Mathias: Ja, dieses Werk ist ein wenig dunkler, sowohl künstlerisch als auch musikalischSkrymer (ebenfalls Gitarrist und Backing Vocalist der Band) hatte das Frontcover sozusagen während des Mixing-Prozesses fertig, also vermute ich mal, dass dieser finstere Look sich aus den Lyrics und der Musik gebar. Definitiv mein Lieblingsartwork von uns, das Booklet ist ebenfalls großartig!

Stormbringer.at: Eine geläufigere Frage dieser Tage kann natürlich nicht ausgespart werden: Covid-19 hat sowohl das Veröffentlichungsdatum eures Albums als auch die dazugehörige Release-Show auf dem Summer Breeze Open Air, das abgesagt wurde, beeinflusst. Während "Vredesvävd" nur um einen Monat nach hinten verschoben werden musste, fällt die Live-Situation für Künstler weitaus tragischer aus. Ich habe kürzlich gesehen, dass das finnische Saarihelvetti Festival stattfinden konnte, aber größere Events scheinen trotzdem nicht stattzufinden. Wie gehen FINNTROLL mit diesen Konsequenzen um und wie hat sich der Virus grundsätzlich auf Finnland ausgewirkt?

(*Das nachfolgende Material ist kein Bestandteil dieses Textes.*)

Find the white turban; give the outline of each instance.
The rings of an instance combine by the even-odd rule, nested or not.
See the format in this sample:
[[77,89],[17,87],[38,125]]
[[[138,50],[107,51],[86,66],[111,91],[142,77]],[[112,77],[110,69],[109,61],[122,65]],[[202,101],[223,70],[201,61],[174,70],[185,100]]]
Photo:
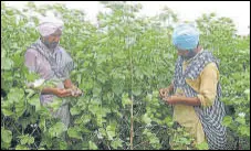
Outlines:
[[63,21],[55,18],[45,18],[41,20],[38,30],[42,36],[48,36],[53,34],[56,30],[62,32],[63,30]]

Mathias: Nun, wir waren bereits für eine europäische Tour im September und Oktober gebucht, welche zum Glück auf nächstes Jahr verschoben werden konnte. Genauso wie einige österreichische Shows und das Summer Breeze Open Air, also drücken wir die Daumen! Glücklicherweise wurden wir in Finnland nicht ganz so hart getroffen, trotzdem gehen uns 75 Gigs verloren...

Stormbringer.at: Gab es ansonsten irgendwelche Live-Pläne (in erster Linie natürlich zum Release von "Vredesvävd") in nicht allzu ferner Zukunft, die die finnische Grenze übersteigen würden? Es gibt ja bereits eine Menge Bands und Promoter, die Shows für das Frühjahr 2021 bestätigen, aber das erscheint mehr wie Zweckoptimismus. Was ist eure Meinung und Herangehensweise?

Mathias: Aktuell sind eine Menge Gigs in Planung und wir haben vor kurzem die neuen Termine für die Europa-Tour, die 34 Gigs umfassen wird, veröffentlich. Eine Menge anderer Dinge werden ebenfalls geplant, also bleibt zu hoffen, dass die Grenzen baldmöglichst geöffnet werden können!

Stormbringer.at: Zu guter letzt eine Frage, die irgendwie mit der letzten verknüpft ist: "Jaktens tid" feiert nächstes Jahr seinen zwanzigsten Geburtstag. Habt oder hattet ihr spezielle Re-Releases oder Shows dafür im Hinterkopf, vielleicht sogar schon vor der Pandemie?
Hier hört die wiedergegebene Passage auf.